Non-perturbative analytical diagonalization of Hamiltonians with application to ZZ-coupling suppression and enhancement in circuit-QED

Deriving effective Hamiltonian models plays an essential role in many quantum control and engineering problems. In this talk, we present two symbolic methods for effectively eliminating auxiliary space: the Non-perturbative Analytical Diagonalization (NPAD) and the Recursive Schrieffer-Wolff Transformation (RSWT). While NPAD makes use of the Jacobi iteration and works without the assumption of perturbation, RSWT takes advantage of the recursive structure and avoids the exponentially increasing number of terms in high-order perturbation. Both methods consist of elementary expressions and can be easily automated to obtain closed-form expressions. This opens the possibility for fast operations using adiabatic techniques such as DRAG and STA beyond the perturbative regime.

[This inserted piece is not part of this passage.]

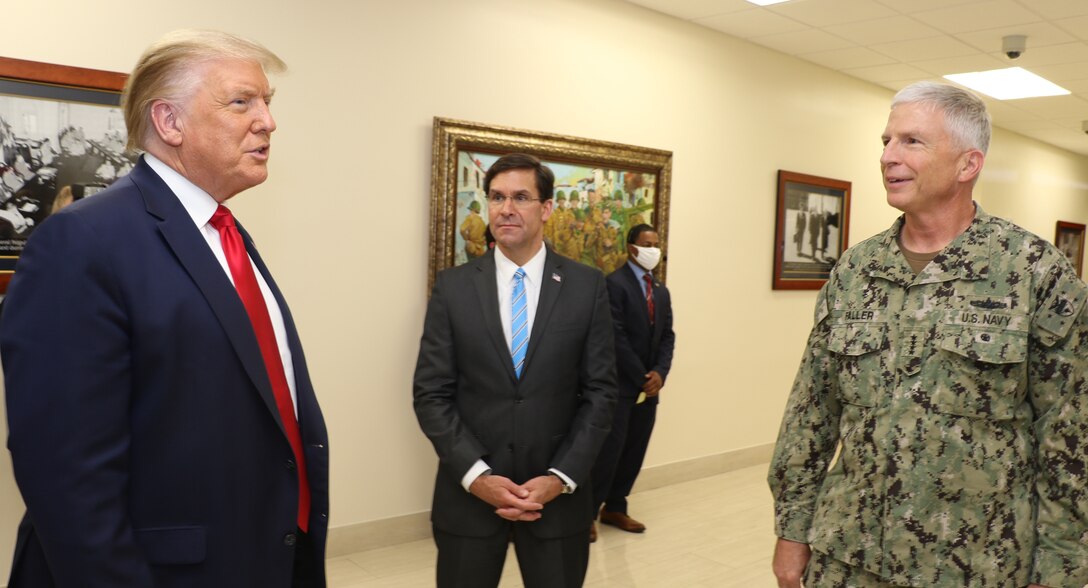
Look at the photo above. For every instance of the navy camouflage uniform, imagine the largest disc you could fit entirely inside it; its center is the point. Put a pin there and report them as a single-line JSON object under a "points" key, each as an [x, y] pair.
{"points": [[959, 396]]}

To demonstrate their application, we studied the ZZ interaction of superconducting qubits. In a near-resonant regime, the algorithm produces an analytical expression for the effective ZZ interaction strength, with an improvement of at least one order of magnitude compared to neglecting the further detuned state. In a weak-dispersive regime, we calculated perturbative correction up to the 8th order and accurately identified a regime with suppressed ZZ interaction in a simple transmon-resonator-transmon model.